The 2018 Apple shareholder meeting is scheduled for tomorrow, and investors and analysts will be looking for greater clarity on a variety of issues. Analysts generally don’t expect an announcement about capital return until the next earnings release in April, but the company’s management might drop a few clues. Meanwhile, Apple stock headed higher right out of the gate on Monday morning, dragging the broader stock market indexes skyward along with it.
The company made a big show with a press release announcing its plans to invest in the U.S. economy recently, although many analysts found the announcement lacking in any real details as far as what it plans to do with the cash it will repatriate. The 2018 Apple shareholder meeting this week provides another venue for capital-related announcements.
GBH Insights analyst Daniel Ives offered some insight on what to expect from the shareholder meeting. He does feel that Apple management faces “a myriad of challenges” right now as demand for the iPhone X disappointed and the HomePod speaker was delayed beyond the holiday season. Because of all these product-related challenges, Apple stock remained pressured this year, but Ives still feels it offers a compelling valuation, especially in light of the “massive cash outlay on the horizon for investors.”
Despite the turbulence in Apple stock this year, he sees it as compelling because the company is expected to release three new iPhones over the next nine months as 350 million iPhones become eligible for upgrades. However, he also explained that Apple stock is transitioning from a growth name to a value stock and highlighted the company’s cash stash as a key area of focus.

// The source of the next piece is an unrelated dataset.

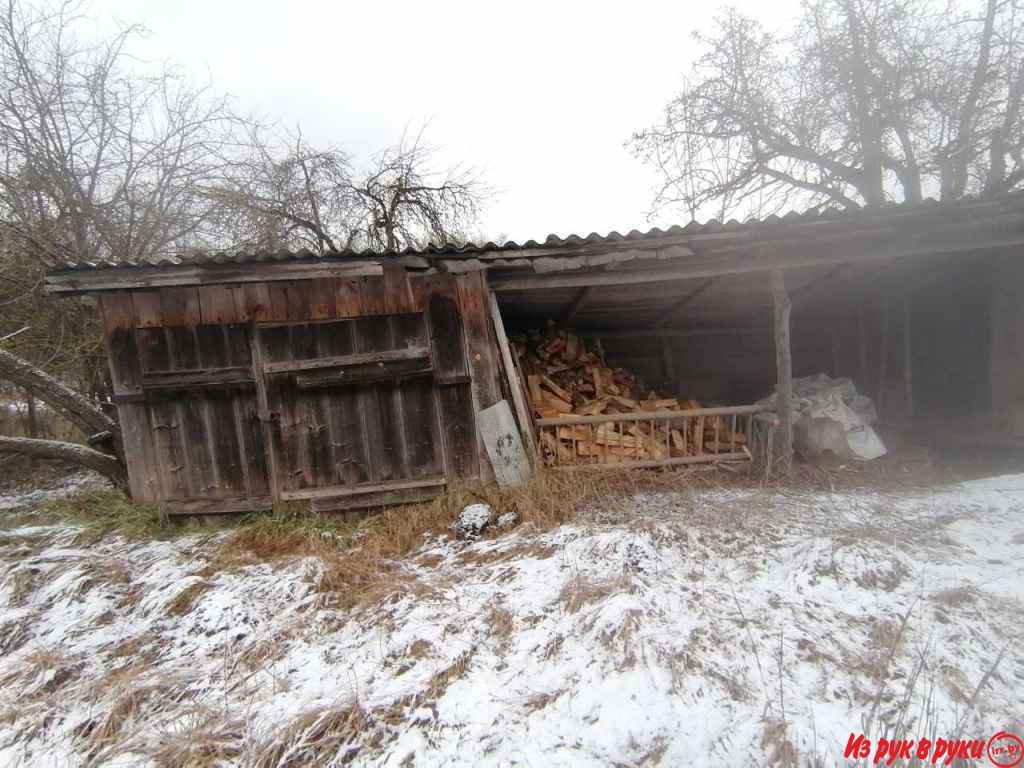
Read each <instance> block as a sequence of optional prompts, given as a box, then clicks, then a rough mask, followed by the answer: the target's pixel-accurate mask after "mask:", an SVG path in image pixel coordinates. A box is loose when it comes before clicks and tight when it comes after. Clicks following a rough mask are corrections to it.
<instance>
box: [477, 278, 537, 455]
mask: <svg viewBox="0 0 1024 768" xmlns="http://www.w3.org/2000/svg"><path fill="white" fill-rule="evenodd" d="M487 300H488V303H489V307H490V322H492V324H493V325H494V327H495V339H496V340H497V341H498V350H499V351H500V352H501V355H502V365H503V367H504V368H505V378H506V381H507V382H508V387H509V393H510V394H511V395H512V404H513V407H514V408H515V415H516V420H517V421H518V422H519V431H520V433H521V435H522V443H523V445H524V446H525V447H526V456H528V457H529V461H530V464H535V465H536V460H537V441H536V440H535V439H534V426H532V425H534V422H532V419H531V417H530V413H529V408H528V407H527V404H526V397H525V395H524V394H523V388H522V381H521V380H520V378H519V372H518V370H517V369H516V366H515V360H514V359H513V358H512V349H511V348H510V347H509V340H508V337H507V336H506V335H505V323H504V322H503V321H502V310H501V307H499V306H498V297H497V296H495V294H494V293H493V292H490V291H488V292H487Z"/></svg>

The iPhone maker is expected to repatriate more than $200 billion in cash, so investors who attend the 2018 Apple shareholder meeting tomorrow will likely be listening for any hints about plans for that cash, especially in terms of timing.
Ives continues to expect the company to announce a $300 billion share repurchase program and a dividend increase of 10% to 15% sometime in April. He also expects a special $15 billion cash dividend aimed at deploying all of the cash the company repatriates.
Ives expects to hear more about the capital return plan at the 2018 Apple shareholder meeting this week. He expects that capital return program, plus the “attractive risk/reward” and “strong fundamental picture” over the next 12 or 18 months, to push Apple stock back over $180 by the end of this year. He maintains his Highly Attractive rating and $205 price target for Apple stock.
One big question mark is acquisitions, and the suggestions about potential targets will certainly keep coming. Apple tends to prefer deals that are valued at less than $1 billion, but with so much cash piled up at home, analysts are suggesting that larger acquisitions might be possible. Citi analysts said recently that they think the company could even buy Netflix, and another name we’ve heard floated has been Tesla. The problem with both of these companies, however, is that their valuations place them far outside the value of the typical Apple target.
However, Goldman Sachs analyst Rod Hall said in a note last week that the tax reform bill could be the ingredient that’s needed to spur Apple into making an even bigger acquisition. He also warned that a major acquisition might be so expensive or dilute Apple stock so much that it could pressure the shares. So while the iPhone maker might be able to afford to shell out $110 billion for Netflix, investors might not be pleased with the financial implications of the transactions.
Either way, management probably won’t have much to say at the 2018 Apple shareholder meeting regarding what types of acquisition targets they might be considering. They tend to be pretty tight-lipped about such matters, sometimes even after a deal is done.
Apple stock surged by about 4% in intraday trading on Monday, climbing as high as $162.99 per share.